Intraday Market Thoughts

Hot China Inflation Lead to More Tightening, UK CPI Next

by Kyle Morrison
Jun 14, 2011 9:05

Chinese inflation and retail sales rise again in May provoking further tightening concerns, BoJ leaves rates unchanged, UK CPI and RPI in focus as MPC member Weale calls for a rate rise. PBOC raised the reserve rate ratio by 50 bps to a new high of 21.5%.

The next move in central bank interest rate policy in China and the UK is the centre of attention today as the likelihood of further tightening measures in China increased in the near term, after May CPI data showed another rise in inflation from 5.3% in April to 5.5%. Chinese retail sales also showed no sign of abating, despite recent tightening steps, rising year to date from 16.5% in April to 16.6%, while growing year on year to 16.9%. Producer prices also remained high rising 6.8% against expectations of a rise of 6.5%.

With those numbers, it was no surprise from the Peoples Bank of China were to have taken further steps to tighten monetary policy further as it raised its RRR by 50 bps to 21.5%.
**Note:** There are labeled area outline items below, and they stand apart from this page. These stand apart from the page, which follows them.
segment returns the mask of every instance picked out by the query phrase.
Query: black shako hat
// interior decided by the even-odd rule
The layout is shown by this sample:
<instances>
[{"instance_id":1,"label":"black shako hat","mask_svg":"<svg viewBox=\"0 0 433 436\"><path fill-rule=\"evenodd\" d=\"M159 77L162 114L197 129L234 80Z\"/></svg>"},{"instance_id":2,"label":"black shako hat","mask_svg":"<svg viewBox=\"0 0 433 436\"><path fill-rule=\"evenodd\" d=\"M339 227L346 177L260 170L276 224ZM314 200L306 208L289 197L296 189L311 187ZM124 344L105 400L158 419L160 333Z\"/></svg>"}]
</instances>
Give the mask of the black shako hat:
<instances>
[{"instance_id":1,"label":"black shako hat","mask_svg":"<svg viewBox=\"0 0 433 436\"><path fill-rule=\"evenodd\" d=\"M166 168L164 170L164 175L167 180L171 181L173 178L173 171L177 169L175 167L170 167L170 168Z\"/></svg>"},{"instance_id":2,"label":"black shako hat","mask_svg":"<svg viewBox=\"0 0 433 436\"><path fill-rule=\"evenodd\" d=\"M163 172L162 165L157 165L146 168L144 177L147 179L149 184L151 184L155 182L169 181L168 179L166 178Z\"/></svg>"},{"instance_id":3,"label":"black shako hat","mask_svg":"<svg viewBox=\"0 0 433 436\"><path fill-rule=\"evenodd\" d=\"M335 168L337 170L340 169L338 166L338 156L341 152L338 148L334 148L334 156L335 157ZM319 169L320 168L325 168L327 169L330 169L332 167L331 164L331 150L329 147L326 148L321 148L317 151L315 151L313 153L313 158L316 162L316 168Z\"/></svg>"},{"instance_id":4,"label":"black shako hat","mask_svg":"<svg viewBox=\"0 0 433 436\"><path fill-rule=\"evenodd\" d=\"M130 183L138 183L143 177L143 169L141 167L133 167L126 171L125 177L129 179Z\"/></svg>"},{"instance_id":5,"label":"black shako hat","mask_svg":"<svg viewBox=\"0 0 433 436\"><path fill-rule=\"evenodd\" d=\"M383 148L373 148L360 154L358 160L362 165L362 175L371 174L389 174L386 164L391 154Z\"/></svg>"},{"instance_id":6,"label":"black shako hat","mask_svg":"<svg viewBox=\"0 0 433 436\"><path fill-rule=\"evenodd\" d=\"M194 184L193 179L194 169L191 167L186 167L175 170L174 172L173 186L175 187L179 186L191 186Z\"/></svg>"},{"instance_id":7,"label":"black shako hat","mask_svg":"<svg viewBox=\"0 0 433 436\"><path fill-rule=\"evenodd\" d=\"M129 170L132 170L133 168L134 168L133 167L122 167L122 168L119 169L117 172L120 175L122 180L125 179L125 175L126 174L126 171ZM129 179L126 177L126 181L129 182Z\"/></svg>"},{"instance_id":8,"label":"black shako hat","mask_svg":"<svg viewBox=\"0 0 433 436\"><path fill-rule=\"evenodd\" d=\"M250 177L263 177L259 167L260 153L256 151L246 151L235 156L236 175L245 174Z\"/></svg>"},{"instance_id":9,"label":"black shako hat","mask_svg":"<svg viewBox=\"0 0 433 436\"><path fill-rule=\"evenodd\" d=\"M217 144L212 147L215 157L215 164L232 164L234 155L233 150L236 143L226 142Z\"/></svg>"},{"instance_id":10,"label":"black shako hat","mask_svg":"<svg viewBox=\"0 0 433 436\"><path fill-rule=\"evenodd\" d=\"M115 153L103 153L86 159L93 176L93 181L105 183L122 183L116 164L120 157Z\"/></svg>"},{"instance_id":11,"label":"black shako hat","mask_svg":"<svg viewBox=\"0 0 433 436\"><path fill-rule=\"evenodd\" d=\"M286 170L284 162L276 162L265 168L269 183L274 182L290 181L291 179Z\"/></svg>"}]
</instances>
The Bank of Japan left interest rates at record lows as the Japanese economy continues to grapple with the after effects of the earthquake earlier this year, but the bank did announce measures to lend more, expanding its special lending facility to promote economic growth and weaken the yen.

Concerns about rising prices are not just confined to the Asian economies with UK INFLATION TAKING CENTRE STAGE later this morning with May CPI expected to remain unchanged from Aprils 4.5% level, but still well above the Bank of England's 2% target. This consistently high level of inflation prompted MPC member Martin Weale last night to suggest that interest rates may have to rise irrespective of whether the economy continues to grow, due to the risk that inflation expectations may become entrenched.

Meanwhile still rumbling away in the back ground the single currency shrugged off the decision by S&P to cut Greece three notches to worlds lowest credit rating at CCC with a negative outlook. The euro will continue to remain susceptible to further weakness as ECB officials and EU politicians continue to wrangle about how best to deal with the question of how to deal with a Greek default. Meanwhile peripheral bond yields continue to blow out with Portuguese 10 year yields hitting their highest ever post euro level, at 10.7%.

Later today. US retail sales for May could give further clues as to the health of the US consumer in the face of rising food and gasoline prices.